Module 3.8: AI/ML on Cloud Native Infrastructure

Complexity: [MEDIUM] - Conceptual awareness

Time to Complete: 25-30 minutes

Prerequisites: Module 3.1 (Cloud Native Principles), Module 3.3 (Cloud Native Patterns)

What You’ll Be Able to Do

After completing this module, you will be able to:

Explain why Kubernetes is the dominant platform for AI/ML workloads
Identify key tools in the ML on Kubernetes ecosystem: Kubeflow, KServe, and GPU scheduling
Compare training vs. inference workload requirements and their Kubernetes resource patterns
Evaluate how Kubernetes scheduling and resource management support GPU and TPU workloads

Why This Module Matters

Artificial Intelligence and Machine Learning workloads are rapidly becoming the largest consumers of cloud infrastructure. Kubernetes is evolving into “the operating system for AI” — not because it was designed for it, but because its extensibility, scheduling, and resource management capabilities make it the natural platform.
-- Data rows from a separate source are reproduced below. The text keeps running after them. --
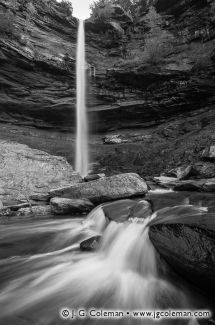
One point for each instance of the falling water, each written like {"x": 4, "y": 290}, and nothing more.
{"x": 81, "y": 110}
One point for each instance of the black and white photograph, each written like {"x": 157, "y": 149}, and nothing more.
{"x": 107, "y": 162}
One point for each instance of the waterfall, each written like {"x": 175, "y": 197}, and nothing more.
{"x": 122, "y": 274}
{"x": 81, "y": 110}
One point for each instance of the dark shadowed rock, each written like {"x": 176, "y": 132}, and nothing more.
{"x": 189, "y": 250}
{"x": 142, "y": 209}
{"x": 35, "y": 212}
{"x": 203, "y": 170}
{"x": 90, "y": 244}
{"x": 181, "y": 173}
{"x": 67, "y": 206}
{"x": 119, "y": 211}
{"x": 209, "y": 186}
{"x": 105, "y": 189}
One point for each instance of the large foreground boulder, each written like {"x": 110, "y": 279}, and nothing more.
{"x": 105, "y": 189}
{"x": 25, "y": 171}
{"x": 67, "y": 206}
{"x": 190, "y": 250}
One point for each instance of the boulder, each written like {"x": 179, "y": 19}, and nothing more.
{"x": 181, "y": 173}
{"x": 180, "y": 185}
{"x": 90, "y": 244}
{"x": 93, "y": 177}
{"x": 203, "y": 170}
{"x": 68, "y": 206}
{"x": 118, "y": 211}
{"x": 105, "y": 189}
{"x": 25, "y": 172}
{"x": 35, "y": 212}
{"x": 188, "y": 185}
{"x": 189, "y": 250}
{"x": 209, "y": 153}
{"x": 141, "y": 209}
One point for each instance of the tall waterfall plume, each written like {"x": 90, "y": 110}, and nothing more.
{"x": 82, "y": 159}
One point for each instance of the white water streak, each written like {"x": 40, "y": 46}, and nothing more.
{"x": 81, "y": 110}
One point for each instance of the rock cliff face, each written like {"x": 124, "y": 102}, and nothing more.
{"x": 168, "y": 107}
{"x": 37, "y": 65}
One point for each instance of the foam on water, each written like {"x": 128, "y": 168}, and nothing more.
{"x": 122, "y": 274}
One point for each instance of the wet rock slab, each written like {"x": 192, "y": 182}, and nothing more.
{"x": 190, "y": 250}
{"x": 105, "y": 189}
{"x": 200, "y": 185}
{"x": 66, "y": 206}
{"x": 90, "y": 244}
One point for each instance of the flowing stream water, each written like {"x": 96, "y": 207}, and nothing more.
{"x": 81, "y": 110}
{"x": 48, "y": 272}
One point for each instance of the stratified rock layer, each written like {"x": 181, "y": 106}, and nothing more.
{"x": 68, "y": 206}
{"x": 105, "y": 189}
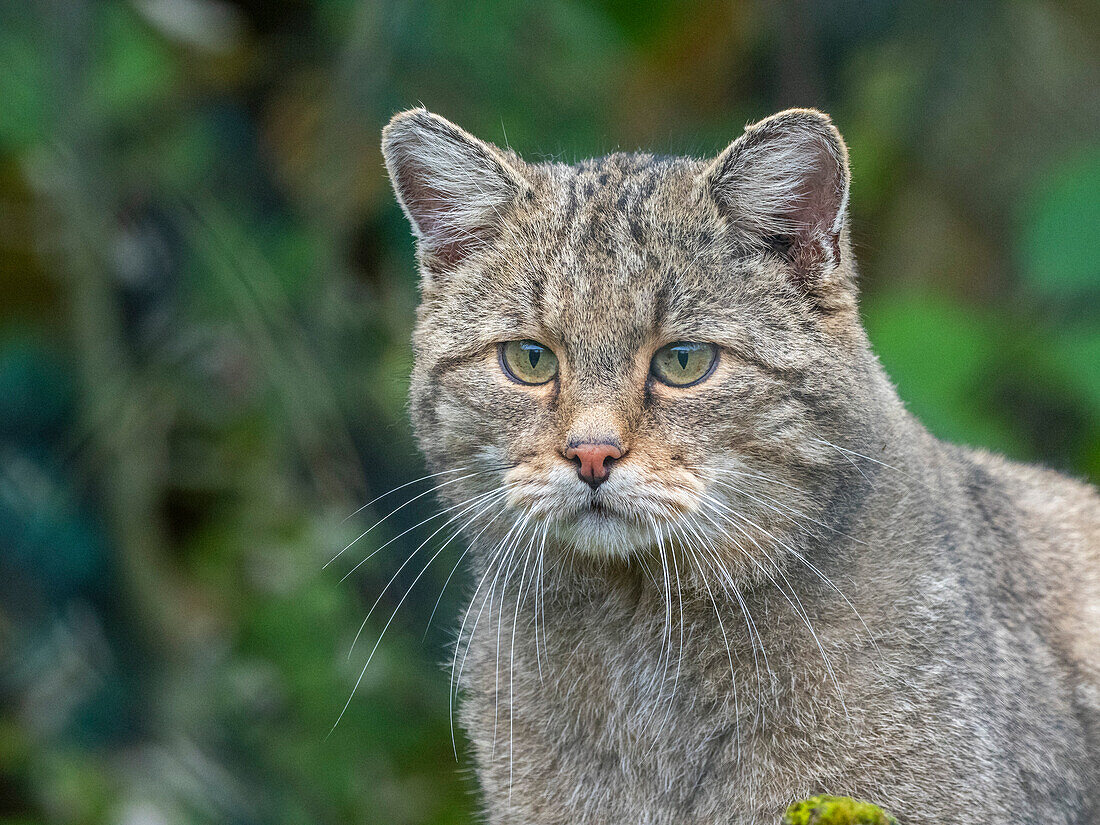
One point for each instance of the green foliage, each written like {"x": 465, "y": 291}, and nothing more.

KCNA expects you to understand how AI/ML intersects with cloud native.

Kubernetes as the AI/ML Platform

┌─────────────────────────────────────────────────────────────┐
│              WHY K8S FOR AI/ML?                              │
├─────────────────────────────────────────────────────────────┤
│                                                             │
│  Kubernetes provides what AI/ML workloads need:             │
│                                                             │
│  1. GPU SCHEDULING                                          │
│     ─────────────────────────────────────────────────────   │
│     K8s schedules GPUs like CPU/memory — request them,     │
│     the scheduler places your Pod on a node that has them  │
│                                                             │
│  2. DEVICE PLUGINS                                          │
│     ─────────────────────────────────────────────────────   │
│     Extend K8s to manage specialized hardware:             │
│     • NVIDIA GPUs (nvidia.com/gpu)                         │
│     • AMD GPUs, Intel FPGAs, Google TPUs                   │
│     • Any accelerator via the device plugin framework      │
│                                                             │
│  3. BATCH PROCESSING                                        │
│     ─────────────────────────────────────────────────────   │
│     Jobs and CronJobs handle training runs that finish     │
│     (unlike web servers that run forever)                   │
│                                                             │
│  4. AUTOSCALING                                             │
│     ─────────────────────────────────────────────────────   │
│     Scale inference endpoints up/down based on traffic     │
│     Scale to zero when no requests arrive                  │
│                                                             │
└─────────────────────────────────────────────────────────────┘

GPU Resources in Kubernetes

GPUs are treated as extended resources. A Pod requests them just like CPU or memory:

resources:
  limits:
    nvidia.com/gpu: 1   # Request one NVIDIA GPU

Key concepts at KCNA level:

Concept	What It Means
Device Plugin	A DaemonSet that advertises hardware (GPUs) to the kubelet
nvidia.com/gpu	The resource name for NVIDIA GPUs in K8s
GPU time-slicing	Sharing one physical GPU across multiple Pods (not full isolation)
MIG (Multi-Instance GPU)	Hardware-level GPU partitioning on NVIDIA A100/H100
Whole GPU	One Pod gets exclusive access to one GPU (simplest model)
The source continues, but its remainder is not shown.